One of the core arguments for government expansion is that there is no other way to reliably help the poor to a better life. This false notion has very deep roots, all the way back to the days when the first elements of the welfare state emerged on European soil. Back then, radical liberals convinced social conservatives that collectivized compassion was the way to go.
For the longest time the growth of the welfare state in the United States lagged Europe. It still has not reached the excesses of the Old World, but that is not for lack of trying. For the past 50 years, government expansionists have been waging a "War on Poverty" that, according to a new report from the Cato Institute, has cost American taxpayers a good $19 trillion over the years.By comparison, over the past half century we have spent a total of $17.7 trillion on national defense and $14 trillion on building homes.
With so much money going into eradicating poverty, it would be fair to expect some sort of success, right? Well, as the authors of the Cato report, Michael Tanner and Charles Hughes, explain, we really should not get our hopes up:
[Even] if the War on Poverty achieved some initial success, the programs it spawned have long since reached a point of diminishing returns. In recent years we have spent more and more money on more and more programs, while realizing few, if any, additional gains. More important, the War on Poverty has failed to make those living in poverty independent or increase economic mobility among the poor and children. We may have made the lives of the poor less uncomfortable, but we have failed to truly lift people out of poverty.

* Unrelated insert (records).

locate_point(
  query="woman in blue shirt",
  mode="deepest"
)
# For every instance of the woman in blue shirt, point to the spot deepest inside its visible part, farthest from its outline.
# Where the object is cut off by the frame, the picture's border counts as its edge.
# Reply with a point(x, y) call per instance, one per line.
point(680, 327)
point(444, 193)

There is one particularly compelling point in the report. Since 1973 – the earliest year with reliable data – total welfare spending has increased almost every year in constant prices, yet the best you can say about the poverty rate is that it has not changed.
It is easy to draw the conclusion that government-provided welfare is not just non-productive in achieving its alleged goal, but that it is in fact counter-productive. A quick look at the poverty situation in Wyoming reinforces that conclusion. If the "War on Poverty" were successful it would provide its beneficiaries with the instruments to become self sufficient.
The more jobs an economy creates, the better the opportunities are for people to exit dependency on welfare and start providing for themselves. Job creation usually correlates with GDP growth, meaning that if the "War on Poverty" worked the poverty rate would drop when GDP growth is high.
Figure 1 displays the relation between real GDP growth and the poverty rate in Wyoming. Evidently, there is no correlation whatsoever.
Clearly, the "War on Poverty" has not come anywhere near achieving its alleged goal. This means one of two things: either taxpayers have wasted $19 trillion – or the purpose of the "War on Poverty" has never been to eradicate poverty.